WASHINGTON—The Federal Reserve announced on Nov. 5 that it would keep U.S. interest rates near zero as the ongoing public health crisis continues to pose “considerable risks” to the economy.
After the conclusion of the central bank’s two-day policy meeting, Fed officials said they would hold the federal funds rate at a range of zero to 0.25 percent, in line with expectations.
“Economic activity and employment have continued to recover but remain well below their levels at the beginning of the year,” The Federal Open Market Committee (FOMC) statement reads.
“The path of the economy will depend significantly on the course of the virus. The ongoing public health crisis will continue to weigh on economic activity, employment, and inflation."
Speaking at a post-meeting press conference, Fed Chairman Jerome Powell said the outlook remains "highly uncertain," therefore the central bank is “strongly committed” to support the economy “for as long as needed.”
The downside risks to the economy include further spread of the virus and decline in household savings due to lapsing of CARES Act benefits, he said.
“Further support is likely to be needed from monetary policy and fiscal policy.”
The federal funds rate is a benchmark rate that affects the cost of borrowing on mortgages, auto loans, home equity loans, and other loans.

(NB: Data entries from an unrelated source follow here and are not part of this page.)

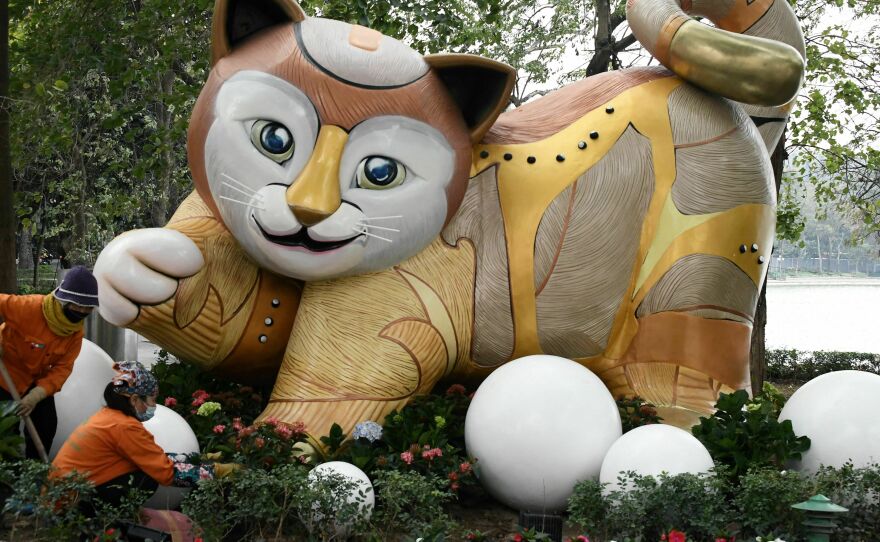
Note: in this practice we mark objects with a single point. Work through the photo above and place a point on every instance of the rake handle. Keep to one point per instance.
(28, 423)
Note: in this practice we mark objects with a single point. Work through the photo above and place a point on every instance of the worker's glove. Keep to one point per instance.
(30, 400)
(222, 470)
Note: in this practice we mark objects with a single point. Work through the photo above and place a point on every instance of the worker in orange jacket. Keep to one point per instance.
(114, 450)
(41, 337)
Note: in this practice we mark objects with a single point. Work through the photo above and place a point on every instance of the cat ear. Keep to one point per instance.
(235, 20)
(481, 87)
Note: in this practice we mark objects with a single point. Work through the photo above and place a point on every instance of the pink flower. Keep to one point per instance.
(199, 397)
(283, 431)
(456, 389)
(432, 453)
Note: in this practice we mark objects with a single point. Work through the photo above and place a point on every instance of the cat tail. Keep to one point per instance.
(755, 55)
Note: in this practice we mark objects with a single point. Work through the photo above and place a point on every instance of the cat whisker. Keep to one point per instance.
(368, 234)
(367, 219)
(370, 226)
(249, 194)
(240, 184)
(246, 204)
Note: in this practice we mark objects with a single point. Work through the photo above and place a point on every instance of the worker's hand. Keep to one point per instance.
(143, 267)
(222, 470)
(30, 400)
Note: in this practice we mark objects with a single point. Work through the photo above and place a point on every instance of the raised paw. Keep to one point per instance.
(143, 267)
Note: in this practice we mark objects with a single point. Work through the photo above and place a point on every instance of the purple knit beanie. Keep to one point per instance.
(79, 286)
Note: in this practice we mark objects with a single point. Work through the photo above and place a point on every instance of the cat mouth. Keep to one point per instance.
(301, 239)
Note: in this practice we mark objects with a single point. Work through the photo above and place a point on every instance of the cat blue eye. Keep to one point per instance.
(379, 173)
(273, 139)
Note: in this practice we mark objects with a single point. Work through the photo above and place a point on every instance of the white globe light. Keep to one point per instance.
(82, 394)
(361, 485)
(173, 435)
(838, 411)
(653, 449)
(537, 426)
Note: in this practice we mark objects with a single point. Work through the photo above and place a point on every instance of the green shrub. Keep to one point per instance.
(745, 434)
(649, 507)
(764, 498)
(257, 504)
(425, 436)
(858, 490)
(10, 439)
(57, 514)
(800, 366)
(410, 503)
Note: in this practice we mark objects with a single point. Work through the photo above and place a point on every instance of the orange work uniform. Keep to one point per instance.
(110, 444)
(33, 354)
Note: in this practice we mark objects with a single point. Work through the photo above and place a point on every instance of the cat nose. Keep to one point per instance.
(315, 194)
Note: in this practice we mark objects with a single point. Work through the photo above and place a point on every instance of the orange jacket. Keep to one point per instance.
(32, 353)
(110, 444)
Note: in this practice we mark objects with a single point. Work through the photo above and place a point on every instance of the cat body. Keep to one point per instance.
(366, 225)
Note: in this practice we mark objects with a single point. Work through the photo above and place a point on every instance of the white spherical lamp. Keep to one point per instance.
(838, 411)
(537, 426)
(82, 393)
(361, 490)
(651, 450)
(173, 435)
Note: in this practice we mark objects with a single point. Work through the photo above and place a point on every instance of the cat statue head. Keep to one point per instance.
(328, 149)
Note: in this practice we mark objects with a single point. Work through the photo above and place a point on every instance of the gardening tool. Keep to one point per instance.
(32, 431)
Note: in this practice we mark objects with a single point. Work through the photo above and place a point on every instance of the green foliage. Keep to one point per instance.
(411, 503)
(858, 490)
(636, 412)
(800, 366)
(744, 434)
(763, 502)
(58, 503)
(257, 504)
(10, 439)
(425, 436)
(648, 507)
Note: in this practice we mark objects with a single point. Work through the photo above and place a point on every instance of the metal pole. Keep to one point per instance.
(28, 423)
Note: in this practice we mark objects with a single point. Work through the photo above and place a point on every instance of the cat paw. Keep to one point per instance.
(143, 267)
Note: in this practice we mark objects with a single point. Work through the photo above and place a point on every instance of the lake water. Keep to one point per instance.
(824, 314)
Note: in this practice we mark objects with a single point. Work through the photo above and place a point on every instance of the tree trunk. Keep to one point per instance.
(8, 281)
(758, 351)
(25, 249)
(165, 119)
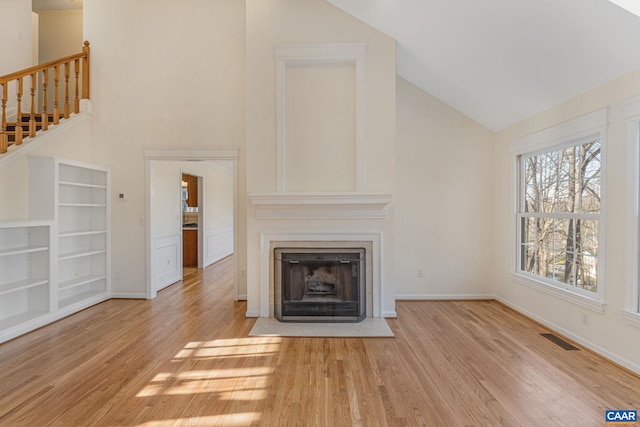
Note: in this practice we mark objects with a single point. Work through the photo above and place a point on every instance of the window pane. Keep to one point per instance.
(587, 237)
(532, 190)
(562, 182)
(529, 230)
(528, 260)
(590, 166)
(561, 229)
(586, 272)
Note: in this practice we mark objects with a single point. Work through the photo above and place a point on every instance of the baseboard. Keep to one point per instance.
(627, 364)
(444, 297)
(125, 295)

The Fed has also taken a wide range of actions to limit the economic harm of the COVID-19 crisis. As part of its efforts to support the markets, the central bank has been buying at least $80 billion per month in Treasuries and $40 billion in mortgage-backed securities.

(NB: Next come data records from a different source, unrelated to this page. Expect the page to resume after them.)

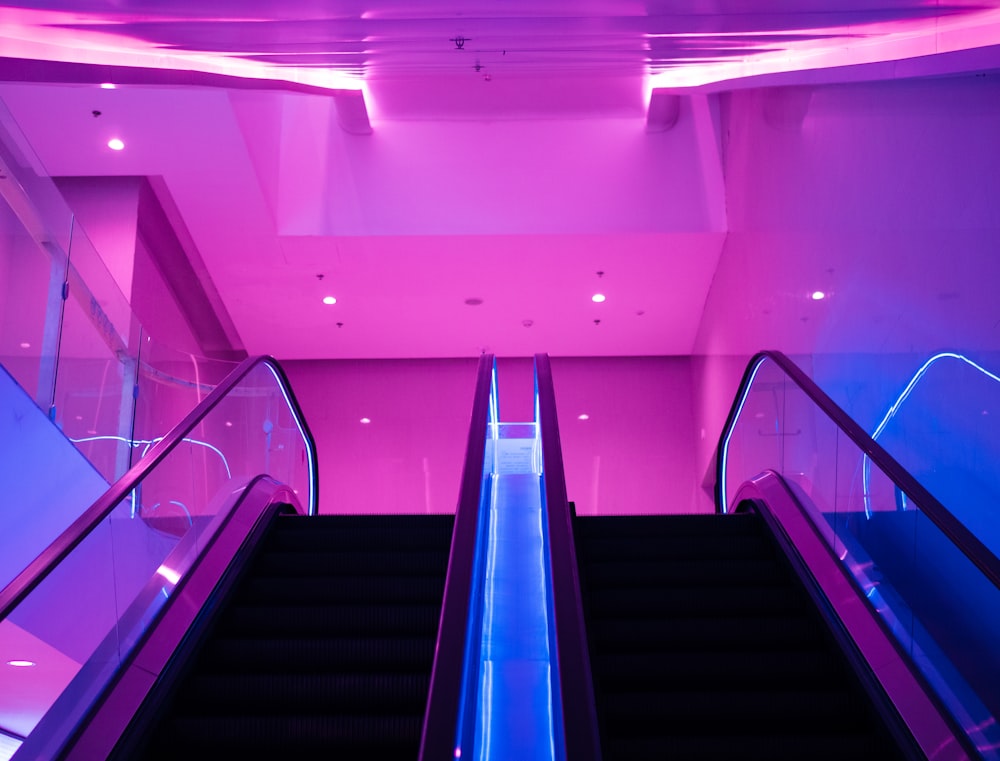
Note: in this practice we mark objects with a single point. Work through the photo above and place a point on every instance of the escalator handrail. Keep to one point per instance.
(92, 517)
(977, 552)
(445, 693)
(582, 742)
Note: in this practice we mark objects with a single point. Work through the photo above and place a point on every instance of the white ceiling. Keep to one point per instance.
(508, 158)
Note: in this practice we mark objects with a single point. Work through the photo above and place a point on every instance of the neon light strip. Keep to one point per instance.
(150, 442)
(722, 495)
(311, 507)
(894, 408)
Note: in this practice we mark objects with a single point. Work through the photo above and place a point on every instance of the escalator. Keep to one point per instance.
(323, 648)
(255, 633)
(705, 644)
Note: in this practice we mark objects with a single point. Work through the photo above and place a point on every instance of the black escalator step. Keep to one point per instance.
(342, 589)
(352, 533)
(653, 548)
(322, 654)
(697, 669)
(605, 526)
(674, 603)
(786, 746)
(694, 573)
(291, 694)
(657, 635)
(292, 564)
(267, 736)
(332, 620)
(807, 710)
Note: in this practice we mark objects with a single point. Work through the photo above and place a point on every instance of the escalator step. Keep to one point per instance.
(320, 654)
(677, 602)
(291, 694)
(705, 645)
(270, 736)
(332, 620)
(757, 633)
(342, 589)
(700, 572)
(786, 746)
(292, 564)
(808, 710)
(733, 668)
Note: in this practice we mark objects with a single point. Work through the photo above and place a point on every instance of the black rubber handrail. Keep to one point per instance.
(576, 682)
(977, 552)
(36, 571)
(445, 695)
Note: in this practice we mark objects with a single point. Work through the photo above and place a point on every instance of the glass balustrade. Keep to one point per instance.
(900, 548)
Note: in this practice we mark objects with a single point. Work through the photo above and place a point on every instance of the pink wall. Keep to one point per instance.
(634, 454)
(881, 194)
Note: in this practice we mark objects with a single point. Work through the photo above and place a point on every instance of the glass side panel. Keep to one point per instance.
(943, 612)
(30, 305)
(169, 384)
(96, 370)
(80, 623)
(942, 428)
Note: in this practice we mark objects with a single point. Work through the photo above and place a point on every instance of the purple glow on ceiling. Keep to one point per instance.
(339, 46)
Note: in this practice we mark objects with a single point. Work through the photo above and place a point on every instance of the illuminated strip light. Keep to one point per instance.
(62, 36)
(894, 408)
(721, 495)
(845, 46)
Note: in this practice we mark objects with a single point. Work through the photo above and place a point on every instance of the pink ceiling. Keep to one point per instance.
(508, 159)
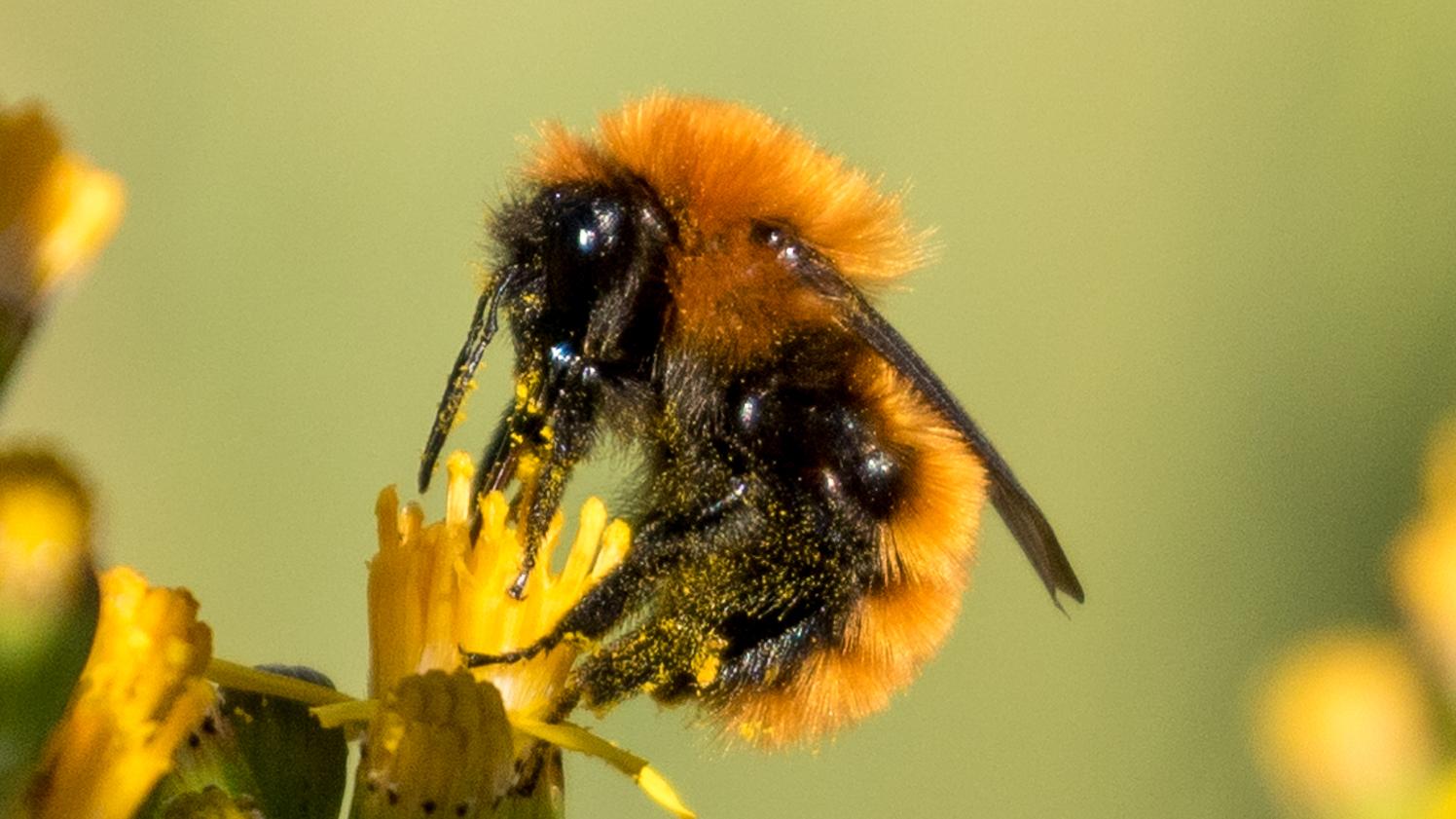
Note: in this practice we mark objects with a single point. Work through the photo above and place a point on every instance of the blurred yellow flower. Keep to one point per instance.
(1344, 726)
(1423, 560)
(44, 540)
(140, 694)
(55, 208)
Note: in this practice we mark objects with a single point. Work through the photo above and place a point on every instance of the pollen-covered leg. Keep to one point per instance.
(669, 657)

Fed officials haven't made any changes to the asset purchase program.
“Right now, we think that this very large, effective program is delivering about the right amount of accommodation and support for the markets, and so it continues,” Powell said.
With respect to a fiscal response, Powell added that the U.S. economy would have a stronger recovery “if we can just get at least some more fiscal support when it's appropriate.”

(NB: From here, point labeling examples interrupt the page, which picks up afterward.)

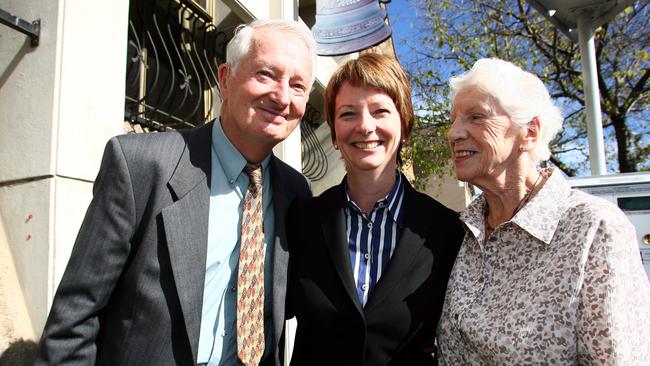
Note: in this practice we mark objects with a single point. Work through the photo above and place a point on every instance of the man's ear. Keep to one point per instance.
(223, 72)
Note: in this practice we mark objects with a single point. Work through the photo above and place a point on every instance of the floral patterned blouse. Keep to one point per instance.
(561, 283)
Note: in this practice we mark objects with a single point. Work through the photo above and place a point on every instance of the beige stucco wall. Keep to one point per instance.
(15, 322)
(60, 102)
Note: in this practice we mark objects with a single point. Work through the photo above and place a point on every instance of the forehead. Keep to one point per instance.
(278, 47)
(358, 92)
(473, 97)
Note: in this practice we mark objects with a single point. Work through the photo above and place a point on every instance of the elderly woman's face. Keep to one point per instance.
(484, 140)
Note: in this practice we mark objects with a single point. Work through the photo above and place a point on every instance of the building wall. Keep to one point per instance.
(60, 102)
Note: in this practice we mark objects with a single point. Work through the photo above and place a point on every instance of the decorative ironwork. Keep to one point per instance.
(32, 29)
(314, 159)
(173, 53)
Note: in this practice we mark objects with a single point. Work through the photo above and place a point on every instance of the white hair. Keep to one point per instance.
(240, 43)
(521, 94)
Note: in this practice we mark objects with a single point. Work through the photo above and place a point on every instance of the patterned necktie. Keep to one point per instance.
(250, 277)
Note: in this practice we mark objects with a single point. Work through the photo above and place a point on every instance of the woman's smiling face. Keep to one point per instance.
(484, 140)
(368, 128)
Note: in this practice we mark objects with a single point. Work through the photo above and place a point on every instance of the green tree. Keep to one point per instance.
(453, 34)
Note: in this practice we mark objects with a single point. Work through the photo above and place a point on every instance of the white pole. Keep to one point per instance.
(592, 94)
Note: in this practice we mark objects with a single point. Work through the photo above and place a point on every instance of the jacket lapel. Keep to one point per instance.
(186, 227)
(281, 201)
(409, 245)
(334, 234)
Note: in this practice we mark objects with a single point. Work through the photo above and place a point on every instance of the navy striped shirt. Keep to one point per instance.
(372, 238)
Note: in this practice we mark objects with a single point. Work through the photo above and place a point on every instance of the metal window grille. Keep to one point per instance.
(173, 53)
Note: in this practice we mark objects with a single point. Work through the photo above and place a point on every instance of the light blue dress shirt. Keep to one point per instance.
(218, 337)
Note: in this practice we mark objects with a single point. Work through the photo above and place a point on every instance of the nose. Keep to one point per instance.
(367, 124)
(281, 93)
(456, 131)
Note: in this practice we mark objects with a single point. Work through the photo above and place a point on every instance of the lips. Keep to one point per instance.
(463, 153)
(367, 145)
(273, 114)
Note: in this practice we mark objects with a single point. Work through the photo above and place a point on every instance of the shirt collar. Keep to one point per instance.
(231, 160)
(542, 214)
(539, 217)
(394, 200)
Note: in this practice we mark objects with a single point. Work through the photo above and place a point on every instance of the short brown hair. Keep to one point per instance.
(373, 71)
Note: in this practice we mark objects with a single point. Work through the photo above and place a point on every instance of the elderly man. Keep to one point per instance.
(182, 258)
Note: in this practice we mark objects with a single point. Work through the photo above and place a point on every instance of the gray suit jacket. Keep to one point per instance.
(133, 288)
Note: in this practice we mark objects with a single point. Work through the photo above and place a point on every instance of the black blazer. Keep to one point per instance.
(397, 325)
(132, 292)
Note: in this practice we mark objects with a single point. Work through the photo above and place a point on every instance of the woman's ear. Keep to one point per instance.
(531, 134)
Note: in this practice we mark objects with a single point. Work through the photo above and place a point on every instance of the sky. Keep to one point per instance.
(402, 16)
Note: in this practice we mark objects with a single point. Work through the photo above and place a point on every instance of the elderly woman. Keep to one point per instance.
(546, 274)
(368, 268)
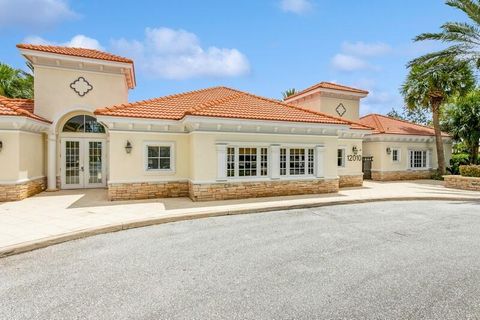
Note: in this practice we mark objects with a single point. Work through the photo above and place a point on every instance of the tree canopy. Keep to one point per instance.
(15, 83)
(462, 119)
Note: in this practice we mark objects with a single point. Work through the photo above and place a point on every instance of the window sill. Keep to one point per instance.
(157, 171)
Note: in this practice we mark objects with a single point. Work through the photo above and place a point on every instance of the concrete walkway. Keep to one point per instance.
(55, 217)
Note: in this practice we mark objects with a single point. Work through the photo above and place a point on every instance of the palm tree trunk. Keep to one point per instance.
(474, 155)
(438, 135)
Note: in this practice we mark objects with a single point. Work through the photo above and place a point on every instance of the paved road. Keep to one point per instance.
(392, 260)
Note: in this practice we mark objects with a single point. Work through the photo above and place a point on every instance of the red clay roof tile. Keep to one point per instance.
(387, 125)
(18, 107)
(329, 85)
(221, 102)
(78, 52)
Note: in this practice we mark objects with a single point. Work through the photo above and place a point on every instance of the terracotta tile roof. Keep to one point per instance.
(77, 52)
(329, 85)
(18, 107)
(387, 125)
(221, 102)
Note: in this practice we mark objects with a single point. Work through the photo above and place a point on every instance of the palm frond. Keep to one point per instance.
(471, 8)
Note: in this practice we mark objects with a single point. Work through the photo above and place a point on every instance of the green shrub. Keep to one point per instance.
(470, 171)
(456, 161)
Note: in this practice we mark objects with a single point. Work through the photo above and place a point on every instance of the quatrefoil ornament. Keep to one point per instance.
(81, 86)
(341, 110)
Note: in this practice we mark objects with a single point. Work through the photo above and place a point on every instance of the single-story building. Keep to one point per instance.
(80, 131)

Negotiations over pandemic relief between Treasury Secretary Steven Mnuchin and House Speaker Nancy Pelosi (D-Calif.) stalled before the election. And it’s unclear whether Congress will act any time soon, or at least before new lawmakers are sworn into Congress in January.
The election outcome, however, has implications for the size and scope of the economic stimulus package.
Analysts predict that a split Congress—with Democrats keeping the House and Republicans the Senate—will require both sides of the aisle to work together to reach a deal on stimulus, which may be smaller than markets had hoped for in a blue wave scenario.
Powell said that the election uncertainty wasn't a central focus of the FOMC meeting and declined to comment on the potential market impact of a contested election that could end up in the courts.
The U.S. stock market extended its post-election rally on Nov. 5. Dow Jones Industrial Average rose more than 500 points, as hopes for a blue wave in Congress dwindled.